Austin man teaches boxing to keep people out of trouble, but finds impact limited

Editor’s note: The above video shows KXAN News’ top morning headlines from Thursday, Feb. 29, 2024.

AUSTIN (KXAN) — The first boxing ring ever put in Austin sits in the middle of Rosewood Neighborhood Park, Ray Williams said while sitting in the center of it, smiling.

“I love this ring,” he said.

After he served 20 years in prison for getting caught with 200 pounds of marijuana, Williams now spends his days at places like Givens Park and the Montopolis and Rosewood recreation centers – all places where young people often hang out on the east side.

If he sees them with weapons, fighting or otherwise getting into trouble, he steps in with boxing gloves to introduce them to a healthy outlet.

“If I see them going the wrong way. If I see them play fighting, that interests me. I want to take them away from that,” he said.

His efforts spread through the community by word of mouth, and people eventually started seeking him out.

“A lot of people, as far as, you know, parents have come to me saying their child got suspended from school,” Williams said. “They’ll be like ‘Coach Ray come work with them, talk to them.'”

Tayla Terry is one of Williams’ regular trainees. She has a pending case in the legal system, a 4-year-old daughter and a sick mother.

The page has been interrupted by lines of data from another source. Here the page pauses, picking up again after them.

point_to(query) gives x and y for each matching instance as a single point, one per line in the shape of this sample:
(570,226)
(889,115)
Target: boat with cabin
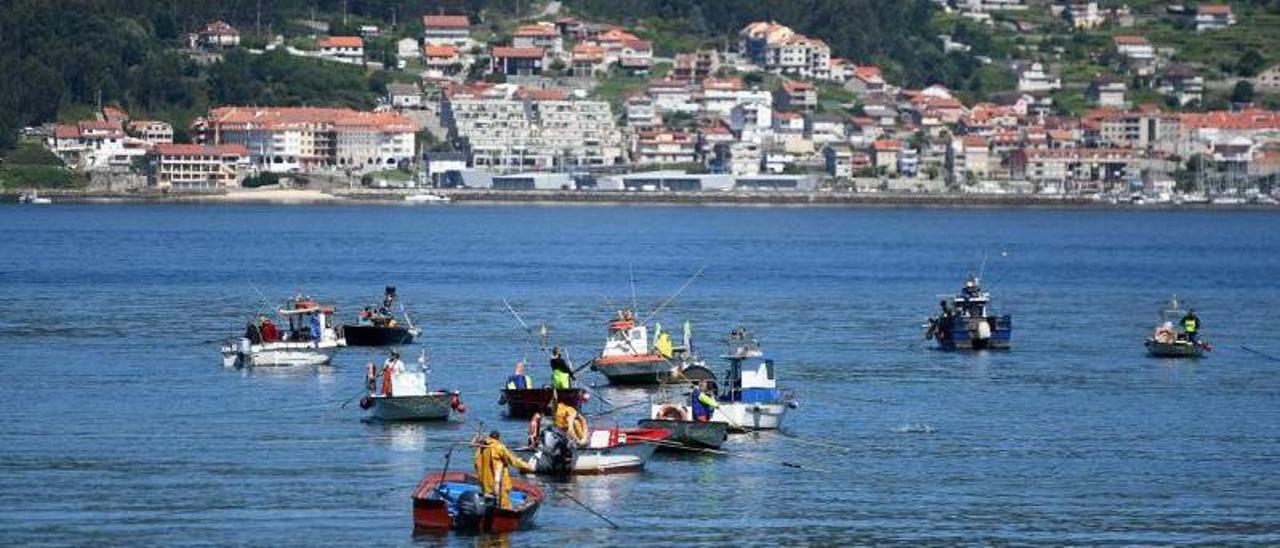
(629,359)
(309,338)
(33,199)
(1170,339)
(453,501)
(749,397)
(968,323)
(376,325)
(403,394)
(606,451)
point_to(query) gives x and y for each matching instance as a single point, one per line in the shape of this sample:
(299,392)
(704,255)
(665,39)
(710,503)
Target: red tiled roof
(796,85)
(887,145)
(552,94)
(517,53)
(200,150)
(1252,119)
(446,22)
(307,117)
(1129,40)
(440,51)
(615,35)
(732,83)
(536,30)
(342,41)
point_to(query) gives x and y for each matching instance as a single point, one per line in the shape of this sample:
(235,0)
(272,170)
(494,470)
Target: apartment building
(533,131)
(197,167)
(284,140)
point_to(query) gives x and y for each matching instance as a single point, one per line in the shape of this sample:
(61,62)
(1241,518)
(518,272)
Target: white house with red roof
(350,49)
(447,30)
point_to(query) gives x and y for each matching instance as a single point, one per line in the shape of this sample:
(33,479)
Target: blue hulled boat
(968,323)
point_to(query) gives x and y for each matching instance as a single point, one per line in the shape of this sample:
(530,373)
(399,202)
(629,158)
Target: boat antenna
(631,272)
(654,313)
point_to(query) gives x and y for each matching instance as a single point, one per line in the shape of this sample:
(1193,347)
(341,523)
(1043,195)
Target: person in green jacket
(1191,325)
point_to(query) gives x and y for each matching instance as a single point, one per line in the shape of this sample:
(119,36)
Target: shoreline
(283,196)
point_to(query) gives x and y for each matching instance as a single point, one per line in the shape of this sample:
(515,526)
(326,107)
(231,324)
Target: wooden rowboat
(452,501)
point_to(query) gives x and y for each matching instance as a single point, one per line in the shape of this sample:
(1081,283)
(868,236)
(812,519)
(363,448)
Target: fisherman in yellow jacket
(571,421)
(493,465)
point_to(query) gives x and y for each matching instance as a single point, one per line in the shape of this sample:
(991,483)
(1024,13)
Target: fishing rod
(654,313)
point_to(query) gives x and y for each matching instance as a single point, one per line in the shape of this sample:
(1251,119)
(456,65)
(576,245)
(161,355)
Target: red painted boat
(452,501)
(522,403)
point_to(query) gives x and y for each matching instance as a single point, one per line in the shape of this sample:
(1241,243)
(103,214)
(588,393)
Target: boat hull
(746,416)
(433,406)
(1180,348)
(690,434)
(625,456)
(274,355)
(375,336)
(635,371)
(435,507)
(522,403)
(963,337)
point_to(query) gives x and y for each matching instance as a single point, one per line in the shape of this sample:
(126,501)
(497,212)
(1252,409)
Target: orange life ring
(671,412)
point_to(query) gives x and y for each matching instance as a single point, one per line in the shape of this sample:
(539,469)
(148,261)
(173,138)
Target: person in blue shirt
(703,402)
(520,380)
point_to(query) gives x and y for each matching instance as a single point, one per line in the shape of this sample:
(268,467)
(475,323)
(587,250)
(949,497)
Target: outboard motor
(471,510)
(557,451)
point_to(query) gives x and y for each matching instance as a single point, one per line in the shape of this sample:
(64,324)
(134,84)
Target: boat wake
(914,428)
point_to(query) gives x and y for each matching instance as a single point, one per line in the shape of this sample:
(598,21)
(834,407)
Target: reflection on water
(123,429)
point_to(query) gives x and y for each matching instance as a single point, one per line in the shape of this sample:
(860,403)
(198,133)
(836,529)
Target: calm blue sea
(120,427)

Tayla Terry says training with Williams has been monumental in keeping her on track. (KXAN Photo/Brianna Hollis)
Tayla Terry says training with Williams has been monumental in keeping her on track. (KXAN Photo/Brianna Hollis)

“You can drive me into performing acts of recidivism,” she said of her current situation. “I’m hungry. I don’t have the funds.”

But she’s proved to be a fighter in more ways than one, crediting Williams for keeping her on track.

“When I throw my punches or he’s telling me a combo, in my mind, I’m putting my life in those punches,” she said. “Life’s steady throwing punches. I get an hour to throw mine.”

The below video contains accounts of Williams’ efforts and the culture of the east side.

East Austin crime statistics

Williams primarily works with people in City Council Districts 1 and 3, encompassing southeast, east and northeast Austin.

KXAN compiled Austin Police Department data to create the below charts detailing theft, assault, vandalism, auto theft and burglary rates in Districts 1 and 3 from 2021 through 2023.

The bar graph below compares overall theft, assault and burglary rates of each council district from 2020 through Feb. 28, 2024. District 9 includes downtown Austin.

Limitations to Williams’ impact

“I wanted to reach out to a lot of individuals who was lost, a lot of individuals that’s going the wrong way and making bad decisions,” Williams said from inside the gym at the Dorris Miller Auditorium at Rosewood Park, a rare time he said he was able to find space inside thanks to the generosity of one of the center’s facilitators.

He doesn’t charge his clients – because he said many don’t have the means to pay – and runs his operation solely on donations, and otherwise gets by with the financial support of his wife.

And he’s missing a key component – an indoor space to train his clients.

“Space is very important to me right now. That’s what cripples me, space,” he said. “When it gets cold or it’s raining outside, I don’t have that say so to go into this gym and say let’s workout now.”

He also lacks a structure to measure his success.

“I ain’t never wrote nothin’ down,” Williams said, laughing. He said the only way he can measure his clients’ success is if people choose to fill him in and keep in touch with him.

In 2019, APD learned of Williams’ efforts on the east side and tapped him to help with a then-longstanding community policing initiative called “Operation Blue Wave.” Police launched the program at Givens Park after a murder there rocked the community.

“We can’t be held accountable for what’s happened in the past, but we’re trying to brighten up the future right now,” Williams told KXAN in a 2019 interview.

That’s a future Williams has to try to brighten up on his own now. “Operation Blue Wave” doesn’t run anymore. That’s the most structure – and help – he’s ever had.

“I want to continue to do that, that’s what I love to do,” he said.

Currently, Williams is getting some help from Urban Power Connections (UPC), a group of entrepreneurs dedicated to mentorship in marginalized communities.

“We saw what he was doing and what he was able to pull together,” Rodney Williams, one of the heads of UPC, said. Rodney said UPC helped Williams buy a portable ring and assisted with some boxing events.

But he said getting Williams a permanent space is a much bigger challenge.

Williams knows he wants to do more, he just doesn’t know exactly how to do it.

“If we show these people that we care. Bring more activity to east Austin, I don’t think there will be so much crime,” Williams said.